… My interpretation is that the metadirectory has finally given way to the virtual directory as the synchronization engine for identity data. Kim interprets it differently. He talks about the “Identity Bus” and says that “…you still need identity providers. Isn’t that what directories do? You still need to transform and arbitrate claims, and distribute metadata. Isn’t metadirectory the most advanced technology for that? ” And I have to answer, “no.” The metadirectory is last century's technology and it's day is past.
The Virtual Directory, the “Directory as a Service” is the model for today and tomorrow. Data that is fresh, always available and available anywhere is what we need. The behemoth metadirectory with it's huge datastore and intricate synchronization schedule (yet is never quite up to date) are just not the right model for the nimble, agile world of today's service driven computing. But the “bus” Kim mentions could be a good analogy here – the metadirectory is a lumbering, diesel-spewing bus. The virtual directory? It's a zippy little Prius… [Full article here]
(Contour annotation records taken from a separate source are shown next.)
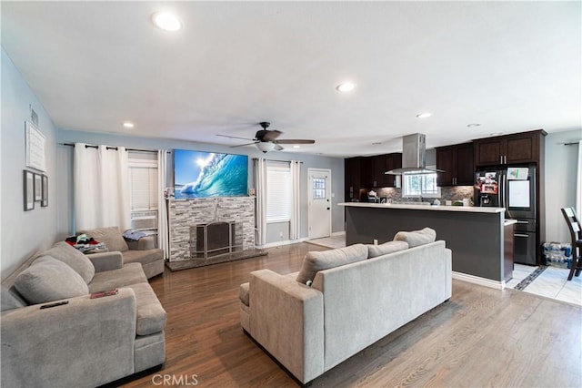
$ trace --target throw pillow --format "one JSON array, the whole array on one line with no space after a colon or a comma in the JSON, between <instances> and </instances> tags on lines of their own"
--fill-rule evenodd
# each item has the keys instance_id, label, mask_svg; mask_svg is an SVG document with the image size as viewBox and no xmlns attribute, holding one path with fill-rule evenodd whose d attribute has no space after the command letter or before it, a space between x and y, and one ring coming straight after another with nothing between
<instances>
[{"instance_id":1,"label":"throw pillow","mask_svg":"<svg viewBox=\"0 0 582 388\"><path fill-rule=\"evenodd\" d=\"M351 262L361 261L367 258L367 248L364 244L355 244L346 248L321 252L307 252L303 259L301 271L296 281L306 284L316 278L319 271L339 267Z\"/></svg>"},{"instance_id":2,"label":"throw pillow","mask_svg":"<svg viewBox=\"0 0 582 388\"><path fill-rule=\"evenodd\" d=\"M388 241L380 245L367 246L367 258L372 259L377 256L386 255L388 253L397 252L408 249L406 241Z\"/></svg>"},{"instance_id":3,"label":"throw pillow","mask_svg":"<svg viewBox=\"0 0 582 388\"><path fill-rule=\"evenodd\" d=\"M436 232L430 228L413 231L399 231L394 236L395 241L406 241L410 248L428 244L435 241L436 239Z\"/></svg>"},{"instance_id":4,"label":"throw pillow","mask_svg":"<svg viewBox=\"0 0 582 388\"><path fill-rule=\"evenodd\" d=\"M86 284L89 284L95 276L95 267L91 260L79 250L71 247L65 241L57 242L48 250L40 254L51 256L71 267L81 275Z\"/></svg>"},{"instance_id":5,"label":"throw pillow","mask_svg":"<svg viewBox=\"0 0 582 388\"><path fill-rule=\"evenodd\" d=\"M129 250L123 237L123 231L117 227L98 228L82 232L89 238L93 237L97 241L105 243L109 251L125 252Z\"/></svg>"},{"instance_id":6,"label":"throw pillow","mask_svg":"<svg viewBox=\"0 0 582 388\"><path fill-rule=\"evenodd\" d=\"M89 288L71 267L50 256L36 259L15 280L18 293L30 304L87 295Z\"/></svg>"}]
</instances>

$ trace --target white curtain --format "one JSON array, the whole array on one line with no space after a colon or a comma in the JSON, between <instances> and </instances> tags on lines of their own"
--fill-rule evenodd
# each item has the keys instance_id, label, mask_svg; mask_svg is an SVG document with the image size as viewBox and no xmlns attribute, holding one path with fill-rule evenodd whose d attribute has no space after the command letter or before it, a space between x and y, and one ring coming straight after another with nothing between
<instances>
[{"instance_id":1,"label":"white curtain","mask_svg":"<svg viewBox=\"0 0 582 388\"><path fill-rule=\"evenodd\" d=\"M578 175L576 183L576 212L582 220L582 140L578 141Z\"/></svg>"},{"instance_id":2,"label":"white curtain","mask_svg":"<svg viewBox=\"0 0 582 388\"><path fill-rule=\"evenodd\" d=\"M127 160L124 147L75 144L75 230L109 226L129 229Z\"/></svg>"},{"instance_id":3,"label":"white curtain","mask_svg":"<svg viewBox=\"0 0 582 388\"><path fill-rule=\"evenodd\" d=\"M255 160L255 187L256 189L256 237L258 245L266 242L266 159L259 158Z\"/></svg>"},{"instance_id":4,"label":"white curtain","mask_svg":"<svg viewBox=\"0 0 582 388\"><path fill-rule=\"evenodd\" d=\"M301 162L291 160L291 184L293 185L293 199L291 207L291 225L289 230L289 240L299 239L300 228L300 199L301 199Z\"/></svg>"},{"instance_id":5,"label":"white curtain","mask_svg":"<svg viewBox=\"0 0 582 388\"><path fill-rule=\"evenodd\" d=\"M157 242L164 250L164 259L170 257L170 236L167 221L167 201L165 191L167 187L167 151L157 151Z\"/></svg>"}]
</instances>

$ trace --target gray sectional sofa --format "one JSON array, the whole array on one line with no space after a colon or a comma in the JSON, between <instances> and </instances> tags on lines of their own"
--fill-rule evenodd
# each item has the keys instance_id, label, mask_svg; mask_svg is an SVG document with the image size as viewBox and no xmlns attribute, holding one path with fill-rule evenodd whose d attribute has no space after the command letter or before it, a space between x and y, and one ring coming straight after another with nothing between
<instances>
[{"instance_id":1,"label":"gray sectional sofa","mask_svg":"<svg viewBox=\"0 0 582 388\"><path fill-rule=\"evenodd\" d=\"M4 280L1 296L3 387L98 386L166 360L166 311L118 251L58 242ZM41 308L55 301L66 304Z\"/></svg>"},{"instance_id":2,"label":"gray sectional sofa","mask_svg":"<svg viewBox=\"0 0 582 388\"><path fill-rule=\"evenodd\" d=\"M323 374L451 297L445 241L406 233L309 252L298 273L251 272L240 287L243 329L301 383Z\"/></svg>"}]
</instances>

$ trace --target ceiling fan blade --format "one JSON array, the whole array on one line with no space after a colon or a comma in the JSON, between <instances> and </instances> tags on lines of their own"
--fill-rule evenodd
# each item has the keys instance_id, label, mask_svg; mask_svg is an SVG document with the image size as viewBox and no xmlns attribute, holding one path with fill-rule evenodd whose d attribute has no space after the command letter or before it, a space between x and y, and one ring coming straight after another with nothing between
<instances>
[{"instance_id":1,"label":"ceiling fan blade","mask_svg":"<svg viewBox=\"0 0 582 388\"><path fill-rule=\"evenodd\" d=\"M276 130L276 129L273 129L273 130L266 130L264 134L263 137L261 138L261 140L263 141L273 141L276 138L277 138L283 132L281 132L280 130ZM257 137L258 138L258 137Z\"/></svg>"},{"instance_id":2,"label":"ceiling fan blade","mask_svg":"<svg viewBox=\"0 0 582 388\"><path fill-rule=\"evenodd\" d=\"M245 146L251 146L253 144L256 144L258 143L258 141L253 141L252 143L245 143L245 144L238 144L236 146L230 146L231 148L236 148L237 147L245 147Z\"/></svg>"},{"instance_id":3,"label":"ceiling fan blade","mask_svg":"<svg viewBox=\"0 0 582 388\"><path fill-rule=\"evenodd\" d=\"M219 136L221 138L240 138L242 140L249 140L249 141L253 141L253 138L240 138L238 136L230 136L230 135L221 135L221 134L216 134L216 136Z\"/></svg>"},{"instance_id":4,"label":"ceiling fan blade","mask_svg":"<svg viewBox=\"0 0 582 388\"><path fill-rule=\"evenodd\" d=\"M281 140L273 140L275 144L314 144L316 140L307 140L306 138L285 138Z\"/></svg>"}]
</instances>

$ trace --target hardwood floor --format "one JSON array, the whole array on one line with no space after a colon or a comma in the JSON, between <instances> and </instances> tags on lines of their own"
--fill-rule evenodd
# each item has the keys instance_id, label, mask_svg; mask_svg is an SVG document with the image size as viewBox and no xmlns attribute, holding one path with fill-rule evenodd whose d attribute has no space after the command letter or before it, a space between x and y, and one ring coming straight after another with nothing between
<instances>
[{"instance_id":1,"label":"hardwood floor","mask_svg":"<svg viewBox=\"0 0 582 388\"><path fill-rule=\"evenodd\" d=\"M161 385L164 376L173 386L296 386L244 334L238 286L252 271L293 272L306 251L326 250L288 245L270 249L268 256L166 271L152 280L168 314L166 362L162 370L124 386ZM579 387L581 325L577 307L453 281L450 301L328 371L312 386Z\"/></svg>"}]
</instances>

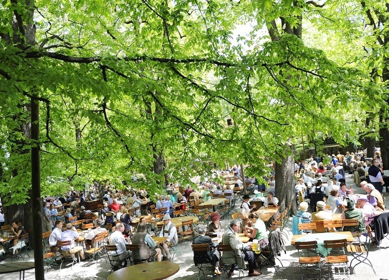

Who would want to get in the way of Dave's metaphors? He's on a streak. But he's making a fundamental mistake, taking an extreme position that is uncharacteristically naive. I hope he'll rethink it.
Applications drive infrastructure
Here's the problem. Infrastructure people cannot dictate how application developers should build their applications. Applications – providing human and business value – drive infrastructure, not the other way around. Infrastructure people who don't get this are doomed.
Dave's neat little story about web service query needs to be put in the crucible of application development. We need to get real.
Telling application developers how to live
Real-time query across web services solves some identity problems very well. In these cases, application developers will be happy to use them. But it doesn't solve all their identity needs, or even most of them. When Dave Kearns starts to tell real live application developers they shouldn't put identity information in their databases, they'll tell him to take his zippy Prius and shove off.
Application developers like to use databases and tables. They have become expert at doing joins across tables and objects to produce quite magical results. As people and things become truly first class objects in our applications, developers will want even more to include them in their databases.
Think for a minute about the kinds of queries you need to do when you start building enterprise social networks. “Show me all the friends of friends who work in a class of projects similar to the ones I work in…” You need to do joins, eh? So it's not just existing enterprise applications that have the need to support distributed storage – it's the emerging ones too.
Even thinking for a moment just about Microsoft applications – SharePoint provides a good example – the developers ran into the need to maintain local tables so they can get the kind of performance and complex query they need. Virtual directory doesn't help them one iota in solving this kind of problem. Nor do web service queries.
Betting big time against the house
I admire many aspects of Dave's thinking about identity. But I pity anyone who follows his really ideological argument that virtual directory solves everything and distributed storage just isn't needed. We need both.
He's asking readers to bet against databases. He's asking them to bet against the programming model used by application developers. He's asking them to forget about performance. He's asking them to take all the use cases in the world and stuff them into his Prius – which is actually more like a hobby horse than a car.
Once you have identity data distributed across stores you either have chaos or you have metadirectory. I'll explore this more in upcoming posts.
Meanwhile, if anyone wants to bet against the future of databases and integration of identity information into them, drop me a note and I'll set up a page to take your money. And at the same time, I recommend that you start training for a second career.
This said, I'm as strong a believer in using web services to query for claims in real time as Dave is. So on that we very much agree.